Hands-On Old-School Subtlety With The Omega CK 859
A silvery salute to Omega's past and present.
Of the several new models that Omega recently previewed in Miami, one reference stood out among the deep-diving Ultra Deep and increasingly colorful Aqua Terras and Speedmasters. It's the new CK 859, and in a room full of bright and boisterous sports watches, this classically-minded and comparatively demure model managed something remarkable – it stood out because of its subtlety.
Sure, the big divers and vibrant dials will always be the ones to grab headlines, but for those of us with a taste for old-school design, the CK 859 offers a compelling blend of Omega's past design brilliance and its modern-day watchmaking excellence.
In many ways a re-issue of vintage models within the CK 859 reference, this new model is hand-wound, 39mm wide with a steel case, 20mm lugs, 30 meters of water resistance, and a lovely 1930s-inspired sector dial that is made from Ag 925 silver. Finished with blued steel hands and an anti-reflective sapphire crystal up front, the CK 859 is 11.7mm thick and measures 46.2mm lug-to-lug.
Upsized only slightly from the usual ~37mm sizing of vintage CK 859 examples, the 2022 CK 859 was directly inspired by an Omega watch from 1939 that used a hand-wound case and had a small seconds display. Similarly outfitted, the CK 859 benefits from the light coloring of the silver dial and the no-date execution of the movement.
Speaking of the moment, the CK 859 uses Omega's caliber 8926, a manually wound movement with a rate of 3.5 Hz, 72 hours of power reserve from dual barrels, a free-sprung balance, and Omega's Co-Axial escapement. As is common with much of Omega's current lineup, the 8926 is a METAS-certified Master Chronometer and is capable of withstanding magnetic fields up to 15,000 gauss.
The movement is visible through a wide and bright caseback and, thanks to the lack of a winding rotor, we get a pretty good view of the movement architecture and the finishing, which shows rhodium plating and arabesque Geneva waves.

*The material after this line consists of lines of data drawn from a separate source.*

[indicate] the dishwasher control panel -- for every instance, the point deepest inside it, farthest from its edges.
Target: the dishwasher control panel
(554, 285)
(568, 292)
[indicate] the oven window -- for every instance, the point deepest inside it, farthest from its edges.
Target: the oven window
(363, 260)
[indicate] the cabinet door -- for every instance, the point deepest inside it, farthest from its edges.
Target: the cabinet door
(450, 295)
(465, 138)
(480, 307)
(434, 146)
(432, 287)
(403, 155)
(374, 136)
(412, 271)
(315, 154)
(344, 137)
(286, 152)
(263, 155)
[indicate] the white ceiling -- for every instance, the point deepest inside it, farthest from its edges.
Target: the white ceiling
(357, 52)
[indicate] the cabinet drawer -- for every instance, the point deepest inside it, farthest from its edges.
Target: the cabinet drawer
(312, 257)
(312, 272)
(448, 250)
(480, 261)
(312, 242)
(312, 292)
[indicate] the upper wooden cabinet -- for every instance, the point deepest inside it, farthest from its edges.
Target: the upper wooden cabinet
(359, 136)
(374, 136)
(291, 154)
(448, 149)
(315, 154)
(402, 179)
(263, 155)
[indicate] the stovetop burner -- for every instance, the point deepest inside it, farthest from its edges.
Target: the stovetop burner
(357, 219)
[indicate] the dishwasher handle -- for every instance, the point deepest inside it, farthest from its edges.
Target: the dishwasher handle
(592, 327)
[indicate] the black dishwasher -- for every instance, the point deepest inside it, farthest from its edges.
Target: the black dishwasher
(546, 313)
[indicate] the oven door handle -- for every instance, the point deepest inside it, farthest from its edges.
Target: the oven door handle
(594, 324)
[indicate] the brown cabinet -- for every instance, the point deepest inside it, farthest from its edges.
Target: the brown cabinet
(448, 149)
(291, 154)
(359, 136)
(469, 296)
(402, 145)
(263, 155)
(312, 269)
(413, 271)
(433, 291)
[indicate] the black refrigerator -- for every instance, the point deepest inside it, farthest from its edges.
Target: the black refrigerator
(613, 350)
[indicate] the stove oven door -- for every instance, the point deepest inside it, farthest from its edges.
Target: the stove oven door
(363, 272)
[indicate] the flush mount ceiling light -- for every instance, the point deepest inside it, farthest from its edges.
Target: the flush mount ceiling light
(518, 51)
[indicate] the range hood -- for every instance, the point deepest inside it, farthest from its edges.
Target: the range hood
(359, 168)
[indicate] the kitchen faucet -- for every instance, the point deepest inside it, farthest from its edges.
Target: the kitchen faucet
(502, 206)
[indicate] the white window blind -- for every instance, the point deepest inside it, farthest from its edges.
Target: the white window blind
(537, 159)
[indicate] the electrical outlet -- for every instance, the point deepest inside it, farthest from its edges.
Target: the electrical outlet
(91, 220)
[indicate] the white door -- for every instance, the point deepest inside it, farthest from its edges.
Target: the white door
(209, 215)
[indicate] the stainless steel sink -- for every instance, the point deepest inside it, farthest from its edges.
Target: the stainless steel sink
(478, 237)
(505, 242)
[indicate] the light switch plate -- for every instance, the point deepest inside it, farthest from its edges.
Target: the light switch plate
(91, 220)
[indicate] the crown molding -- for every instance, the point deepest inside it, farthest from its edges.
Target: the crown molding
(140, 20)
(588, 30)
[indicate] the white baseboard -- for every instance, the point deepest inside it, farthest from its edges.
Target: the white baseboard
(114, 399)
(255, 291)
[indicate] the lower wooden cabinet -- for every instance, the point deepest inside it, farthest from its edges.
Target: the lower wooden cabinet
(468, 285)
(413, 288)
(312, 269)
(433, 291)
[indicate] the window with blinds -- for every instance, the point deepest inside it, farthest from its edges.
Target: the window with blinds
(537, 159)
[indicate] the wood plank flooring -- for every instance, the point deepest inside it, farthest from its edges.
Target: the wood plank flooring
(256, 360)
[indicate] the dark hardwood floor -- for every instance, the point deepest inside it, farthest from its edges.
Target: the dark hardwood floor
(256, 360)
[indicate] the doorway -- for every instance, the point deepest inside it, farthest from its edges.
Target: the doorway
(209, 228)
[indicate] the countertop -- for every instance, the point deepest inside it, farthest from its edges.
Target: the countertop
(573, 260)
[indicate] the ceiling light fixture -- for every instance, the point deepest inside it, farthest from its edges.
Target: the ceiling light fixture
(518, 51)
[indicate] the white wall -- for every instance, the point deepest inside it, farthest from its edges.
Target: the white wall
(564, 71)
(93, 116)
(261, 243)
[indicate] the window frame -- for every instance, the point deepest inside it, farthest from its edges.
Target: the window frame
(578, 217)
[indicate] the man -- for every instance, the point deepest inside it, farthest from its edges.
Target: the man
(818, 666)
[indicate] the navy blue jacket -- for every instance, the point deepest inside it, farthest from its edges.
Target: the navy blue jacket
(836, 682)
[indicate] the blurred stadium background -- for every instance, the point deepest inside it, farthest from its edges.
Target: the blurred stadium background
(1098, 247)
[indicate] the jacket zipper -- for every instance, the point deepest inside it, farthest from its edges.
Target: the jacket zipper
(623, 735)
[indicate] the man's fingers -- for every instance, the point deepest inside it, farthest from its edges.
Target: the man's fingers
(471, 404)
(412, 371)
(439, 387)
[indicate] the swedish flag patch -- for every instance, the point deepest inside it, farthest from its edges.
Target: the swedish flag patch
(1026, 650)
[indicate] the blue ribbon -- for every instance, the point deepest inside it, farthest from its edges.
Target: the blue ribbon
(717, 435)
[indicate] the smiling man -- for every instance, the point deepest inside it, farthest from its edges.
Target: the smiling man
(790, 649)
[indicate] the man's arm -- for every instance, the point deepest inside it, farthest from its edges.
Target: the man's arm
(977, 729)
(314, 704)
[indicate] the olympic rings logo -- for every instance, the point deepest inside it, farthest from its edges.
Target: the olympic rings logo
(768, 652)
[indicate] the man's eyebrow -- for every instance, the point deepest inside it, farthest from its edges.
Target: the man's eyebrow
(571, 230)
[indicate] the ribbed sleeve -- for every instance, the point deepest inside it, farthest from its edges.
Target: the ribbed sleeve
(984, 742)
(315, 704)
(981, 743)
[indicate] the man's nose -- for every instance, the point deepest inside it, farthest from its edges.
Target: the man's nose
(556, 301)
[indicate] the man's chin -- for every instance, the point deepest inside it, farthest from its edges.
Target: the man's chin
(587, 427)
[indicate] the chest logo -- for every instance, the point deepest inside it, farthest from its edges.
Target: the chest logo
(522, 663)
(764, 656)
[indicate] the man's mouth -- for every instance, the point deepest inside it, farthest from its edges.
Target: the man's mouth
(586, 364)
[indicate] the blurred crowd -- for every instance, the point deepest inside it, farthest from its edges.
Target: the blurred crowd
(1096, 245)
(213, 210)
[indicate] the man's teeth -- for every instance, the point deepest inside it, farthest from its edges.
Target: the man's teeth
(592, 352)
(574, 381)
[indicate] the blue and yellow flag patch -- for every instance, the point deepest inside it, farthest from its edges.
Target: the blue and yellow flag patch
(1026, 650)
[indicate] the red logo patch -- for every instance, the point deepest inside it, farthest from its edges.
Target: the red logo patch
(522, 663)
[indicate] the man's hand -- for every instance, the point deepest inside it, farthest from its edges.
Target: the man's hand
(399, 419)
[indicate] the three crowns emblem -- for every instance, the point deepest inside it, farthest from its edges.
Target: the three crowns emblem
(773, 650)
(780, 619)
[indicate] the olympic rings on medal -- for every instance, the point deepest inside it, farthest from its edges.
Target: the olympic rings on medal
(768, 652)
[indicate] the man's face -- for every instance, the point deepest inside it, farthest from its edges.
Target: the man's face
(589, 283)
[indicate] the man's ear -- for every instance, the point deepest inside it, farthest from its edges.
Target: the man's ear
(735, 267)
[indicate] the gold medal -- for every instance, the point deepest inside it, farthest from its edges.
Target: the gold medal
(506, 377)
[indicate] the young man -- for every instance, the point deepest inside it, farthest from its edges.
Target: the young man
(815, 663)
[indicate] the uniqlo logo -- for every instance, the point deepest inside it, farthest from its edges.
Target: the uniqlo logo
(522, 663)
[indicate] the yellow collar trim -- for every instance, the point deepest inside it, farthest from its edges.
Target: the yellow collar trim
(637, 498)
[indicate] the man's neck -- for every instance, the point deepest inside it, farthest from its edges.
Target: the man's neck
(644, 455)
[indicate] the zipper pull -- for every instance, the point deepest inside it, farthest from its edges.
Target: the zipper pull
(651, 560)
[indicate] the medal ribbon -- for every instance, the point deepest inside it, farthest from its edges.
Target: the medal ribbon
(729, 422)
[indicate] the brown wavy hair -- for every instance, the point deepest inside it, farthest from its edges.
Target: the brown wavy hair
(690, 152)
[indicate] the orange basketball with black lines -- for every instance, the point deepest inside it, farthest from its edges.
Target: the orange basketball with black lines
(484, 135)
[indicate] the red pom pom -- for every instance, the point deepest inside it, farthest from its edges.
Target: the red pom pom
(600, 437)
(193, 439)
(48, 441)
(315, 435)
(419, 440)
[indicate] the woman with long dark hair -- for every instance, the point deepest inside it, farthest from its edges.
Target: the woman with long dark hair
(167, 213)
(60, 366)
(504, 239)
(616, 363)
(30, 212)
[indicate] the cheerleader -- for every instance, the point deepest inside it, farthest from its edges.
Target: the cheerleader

On wrist, the CK 859 wears as you might expect, inconspicuously and with predictable comfort. It's casual but in a considered way that leans on the vintage aesthetic without feeling gimmicky or like too much of an affectation. While I would likely opt for a more naturally colored strap or even a leather NATO, the strap and buckle are of usual Omega quality and when matched with the 39 x 46.2mm sizing, the CK 859 wears really nicely on my 7-inch wrist. If you want the tech of a modern Omega but would prefer it packaged in a manner most traditional (and tasteful), the CK 859 checks the boxes and then some.
The mix of the brushed lugs and the polished bezel help add some complexity to support the sector dial. In daylight, the silver is warm in coloring and has a very fine matte finish. Thankfully, for a dial that might have otherwise felt rather flat, the sub-seconds display is on an inset subdial that helps to build a sense of depth despite the largely painted dial design.
The hands are a bright blue if turned against available light, but in most cases appear much darker. Regardless, thanks to the light tone of the dial and the sector layout, legibility is excellent and the vibe is entirely old-school, right down to the vintage-inspired dial signature.
Interestingly, while not specifically limited by Omega, the CK 859 is being produced as a serially numbered edition, in which each example will be individually numbered in the order of manufacturing. The one in these photos? No. 0, baby. Kind of cool.
Omega is retailing the CK 859 for a list price of $6,500, which of course includes the brand's five-year warranty. This pricing is directly in line with other loosely similar options, like the 39mm JLC Master Control Date (now discontinued, but originally $5,700).
If you want to spend less for a similar look, the Longines Heritage Classic Sector Dial will keep you in the Swatch family for $2,500, but you forgo the silver dial and the Omega's impressive movement, which to my eyes is a huge part of the CK 859's appeal. If, for whatever reason, you're inclined to spend more – way more – I'd suggest you hunt down a Patek Philippe 5296G or perhaps take a look at the Vacheron Constantin FiftySix line, which opens around $12,000.
All of that is to say that the CK 859 feels well-placed in the market to appeal to the sort of customer who knows of Omega's lineage and what they've come to offer as a modern watch manufacturer. With comfortable proportions suiting a good-looking and versatile design, the CK 859 is a hand-wound take on the vintage charm of Omegas past that also reflects all that we've come to expect from a modern Omega.